Posto isto, devo dizer o seguinte: acho incompreensível a prática europeia, onde, por via da ausência de risco, o banco tem sempre lucro. Não é aceitável que o ónus do incumprimento recaia apenas sobre o devedor se, também, o banco foi co-responsável por esse mesmo incumprimento ao não ter feito a análise de risco na altura própria. Além disso, a prática europeia tem outra grande desvantagem: reduz a dinâmica do mercado imobiliário e põe em causa a mobilidade e, a prazo, a saúde financeira das famílias. Tal sucede pela simples razão de que, na impossibilidade de vender um imóvel abaixo do seu preço de custo, pois ficaria sem casa mas ainda com uma parte da dívida, o devedor pode ficar amarrado a um activo que, porventura, já não consegue custear. E dessa situação decorrem dois custos: um custo de oportunidade e, no limite, o custo associado à insolvência pessoal. Pelo contrário, os bancos, à fartazana, ganham de todos os lados. Last but not least, perde também o Estado, pois, em consequência dessa rigidez estrutural, diminui o número de transacções e com estas a própria receita fiscal...

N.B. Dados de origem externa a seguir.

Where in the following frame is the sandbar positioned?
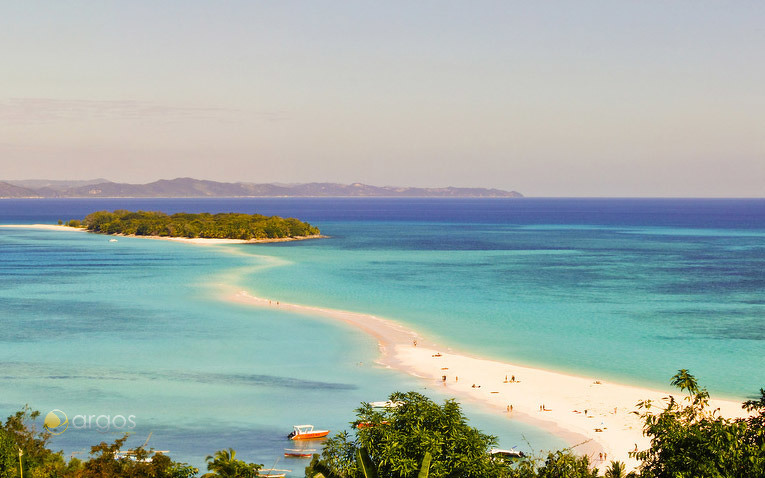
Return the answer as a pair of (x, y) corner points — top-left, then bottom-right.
(228, 290), (749, 471)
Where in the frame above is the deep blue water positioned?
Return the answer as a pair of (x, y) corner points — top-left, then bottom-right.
(2, 197), (763, 228)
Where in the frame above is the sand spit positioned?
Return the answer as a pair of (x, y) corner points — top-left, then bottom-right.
(229, 290), (749, 470)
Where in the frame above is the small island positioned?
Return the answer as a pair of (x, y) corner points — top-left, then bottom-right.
(64, 210), (322, 242)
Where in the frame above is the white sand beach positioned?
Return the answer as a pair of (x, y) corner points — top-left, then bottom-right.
(0, 224), (325, 245)
(229, 290), (750, 471)
(0, 224), (87, 231)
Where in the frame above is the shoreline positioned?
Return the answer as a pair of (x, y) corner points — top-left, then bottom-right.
(0, 224), (327, 245)
(228, 290), (749, 470)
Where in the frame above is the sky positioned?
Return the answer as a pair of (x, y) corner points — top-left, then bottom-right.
(1, 1), (763, 197)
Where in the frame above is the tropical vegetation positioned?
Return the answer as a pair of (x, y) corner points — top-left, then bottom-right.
(0, 407), (199, 478)
(305, 391), (505, 478)
(2, 371), (764, 478)
(202, 448), (262, 478)
(305, 392), (598, 478)
(633, 369), (765, 477)
(66, 210), (321, 240)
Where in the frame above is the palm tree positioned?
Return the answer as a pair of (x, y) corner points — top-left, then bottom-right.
(670, 369), (699, 395)
(604, 460), (626, 478)
(204, 448), (239, 478)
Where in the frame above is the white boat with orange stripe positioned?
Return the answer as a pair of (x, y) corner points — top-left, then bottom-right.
(287, 424), (330, 440)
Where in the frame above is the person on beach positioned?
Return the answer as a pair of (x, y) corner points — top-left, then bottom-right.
(511, 375), (515, 382)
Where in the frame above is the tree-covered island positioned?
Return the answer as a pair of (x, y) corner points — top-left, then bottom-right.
(64, 210), (322, 241)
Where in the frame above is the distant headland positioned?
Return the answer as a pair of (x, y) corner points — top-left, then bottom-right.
(64, 210), (323, 243)
(0, 178), (523, 198)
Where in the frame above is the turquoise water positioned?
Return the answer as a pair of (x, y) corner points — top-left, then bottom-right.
(1, 198), (763, 474)
(241, 220), (765, 399)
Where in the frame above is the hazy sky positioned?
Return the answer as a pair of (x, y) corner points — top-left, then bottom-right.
(1, 1), (763, 196)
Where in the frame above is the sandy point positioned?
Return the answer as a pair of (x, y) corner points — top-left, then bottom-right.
(0, 224), (327, 245)
(228, 289), (750, 471)
(0, 224), (87, 231)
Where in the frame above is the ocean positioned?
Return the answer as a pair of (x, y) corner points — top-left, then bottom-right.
(1, 198), (763, 474)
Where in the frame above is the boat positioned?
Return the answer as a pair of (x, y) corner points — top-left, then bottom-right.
(257, 469), (289, 477)
(284, 448), (316, 458)
(109, 239), (118, 242)
(490, 448), (525, 459)
(287, 424), (330, 440)
(115, 450), (169, 463)
(368, 400), (405, 409)
(354, 420), (389, 429)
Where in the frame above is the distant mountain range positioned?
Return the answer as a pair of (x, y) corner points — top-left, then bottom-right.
(0, 178), (522, 198)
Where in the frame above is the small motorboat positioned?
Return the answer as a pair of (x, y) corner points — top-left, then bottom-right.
(287, 424), (330, 440)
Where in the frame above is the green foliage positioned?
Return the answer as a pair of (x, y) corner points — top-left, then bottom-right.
(2, 407), (200, 478)
(0, 429), (18, 478)
(501, 451), (597, 478)
(535, 451), (598, 478)
(70, 210), (320, 240)
(77, 434), (199, 478)
(0, 406), (70, 478)
(306, 392), (506, 478)
(356, 448), (378, 478)
(202, 448), (261, 478)
(634, 370), (765, 478)
(306, 455), (343, 478)
(603, 461), (627, 478)
(67, 220), (81, 228)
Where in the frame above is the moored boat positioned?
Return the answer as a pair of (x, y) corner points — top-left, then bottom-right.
(257, 469), (289, 477)
(284, 448), (316, 458)
(287, 424), (330, 440)
(354, 420), (390, 429)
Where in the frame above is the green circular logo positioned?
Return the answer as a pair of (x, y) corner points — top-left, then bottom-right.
(44, 409), (68, 435)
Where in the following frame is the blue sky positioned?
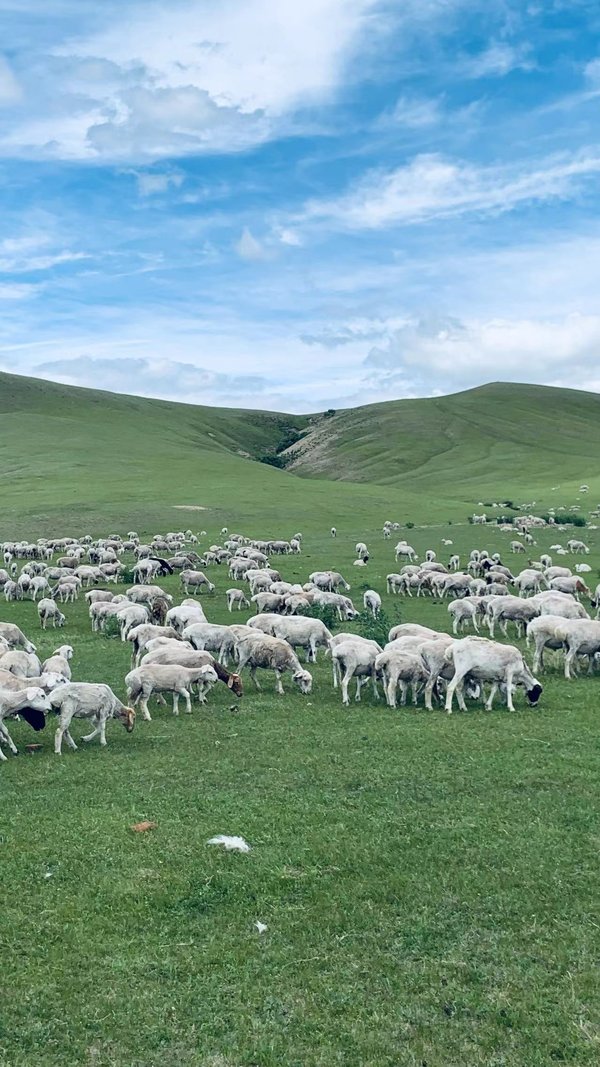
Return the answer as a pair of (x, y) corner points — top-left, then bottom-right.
(1, 0), (600, 411)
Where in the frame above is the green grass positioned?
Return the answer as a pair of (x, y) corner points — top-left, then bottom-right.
(1, 372), (599, 539)
(1, 519), (600, 1066)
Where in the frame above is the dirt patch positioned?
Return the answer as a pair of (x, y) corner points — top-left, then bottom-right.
(172, 505), (208, 511)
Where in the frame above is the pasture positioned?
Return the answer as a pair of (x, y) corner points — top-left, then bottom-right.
(1, 518), (599, 1067)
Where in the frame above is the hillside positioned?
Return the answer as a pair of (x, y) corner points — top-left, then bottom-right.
(0, 372), (598, 537)
(289, 381), (600, 501)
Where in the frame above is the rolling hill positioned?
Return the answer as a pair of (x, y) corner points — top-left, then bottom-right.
(0, 371), (598, 537)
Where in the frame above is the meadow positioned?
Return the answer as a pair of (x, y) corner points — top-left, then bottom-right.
(1, 515), (599, 1067)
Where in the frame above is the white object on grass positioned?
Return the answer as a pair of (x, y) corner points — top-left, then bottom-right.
(207, 835), (251, 853)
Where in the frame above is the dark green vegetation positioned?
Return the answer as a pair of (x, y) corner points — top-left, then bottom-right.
(1, 372), (599, 537)
(1, 517), (600, 1067)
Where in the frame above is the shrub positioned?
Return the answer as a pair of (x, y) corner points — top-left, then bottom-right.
(305, 603), (339, 632)
(356, 607), (400, 647)
(541, 513), (587, 527)
(406, 521), (415, 529)
(102, 616), (121, 640)
(120, 568), (136, 585)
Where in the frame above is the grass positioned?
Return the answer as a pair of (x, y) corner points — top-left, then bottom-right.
(1, 517), (600, 1066)
(1, 372), (600, 538)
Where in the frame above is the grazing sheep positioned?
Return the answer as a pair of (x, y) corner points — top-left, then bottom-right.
(50, 683), (135, 753)
(526, 615), (570, 674)
(395, 543), (417, 562)
(312, 590), (358, 621)
(180, 569), (215, 595)
(251, 592), (286, 615)
(375, 648), (427, 708)
(0, 686), (51, 761)
(0, 623), (36, 653)
(331, 640), (380, 705)
(250, 615), (332, 663)
(236, 633), (312, 694)
(567, 539), (589, 554)
(363, 590), (381, 619)
(140, 645), (243, 695)
(125, 663), (218, 719)
(309, 570), (351, 593)
(331, 527), (337, 538)
(447, 598), (480, 634)
(37, 598), (66, 630)
(444, 637), (542, 713)
(42, 645), (74, 680)
(127, 624), (181, 665)
(0, 649), (42, 678)
(388, 623), (440, 643)
(553, 619), (600, 679)
(165, 601), (207, 633)
(226, 588), (250, 612)
(355, 542), (369, 561)
(549, 576), (590, 599)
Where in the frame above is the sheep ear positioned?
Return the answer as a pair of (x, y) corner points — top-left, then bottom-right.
(227, 676), (234, 688)
(26, 686), (38, 700)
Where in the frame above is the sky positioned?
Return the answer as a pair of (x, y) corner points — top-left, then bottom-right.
(1, 0), (600, 412)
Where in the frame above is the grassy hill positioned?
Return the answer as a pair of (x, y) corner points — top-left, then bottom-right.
(0, 372), (598, 537)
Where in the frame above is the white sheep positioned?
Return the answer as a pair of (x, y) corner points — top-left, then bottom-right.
(552, 619), (600, 679)
(236, 633), (312, 694)
(331, 640), (380, 705)
(447, 598), (480, 634)
(37, 598), (66, 630)
(444, 637), (542, 713)
(226, 588), (250, 612)
(0, 686), (51, 760)
(0, 649), (42, 677)
(180, 569), (215, 594)
(374, 648), (427, 708)
(250, 615), (332, 663)
(42, 645), (74, 680)
(363, 590), (381, 618)
(125, 663), (218, 719)
(50, 683), (136, 753)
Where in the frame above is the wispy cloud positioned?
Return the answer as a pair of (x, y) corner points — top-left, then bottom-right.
(0, 54), (22, 104)
(234, 227), (269, 261)
(464, 41), (534, 78)
(0, 235), (89, 273)
(300, 151), (600, 229)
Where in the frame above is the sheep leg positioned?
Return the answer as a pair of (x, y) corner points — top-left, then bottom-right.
(371, 670), (380, 700)
(0, 721), (17, 755)
(82, 716), (102, 742)
(181, 687), (192, 714)
(275, 671), (285, 695)
(341, 672), (351, 706)
(445, 668), (466, 714)
(172, 693), (180, 716)
(139, 693), (152, 721)
(504, 673), (515, 711)
(354, 676), (362, 702)
(484, 684), (498, 711)
(250, 666), (261, 690)
(0, 741), (6, 761)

Em suma, a adopção do ordenamento jurídico norte-americano no que à execução de hipotecas diz respeito traria enormes vantagens à Europa. É certo que, inicialmente, os preços do imobiliário desvalorizariam - com alguma intensidade, até - para os preços ajustados aos salários dos portugueses (que, nas minhas contas, não suportam os preços actuais), mas com essa flexibilização induzir-se-ia um número infindável de externalidades positivas. Muitas vidas e muitas famílias, até aqui amarradas na armadilha do crédito, respirariam de alívio e com isso o País viveria melhor. Todos, excepto, talvez, os bancos, habituados que estão à mama do negócio fácil. Enfim, a ver vamos se o lóbi bancário leva a melhor ou não. Oxalá não leve.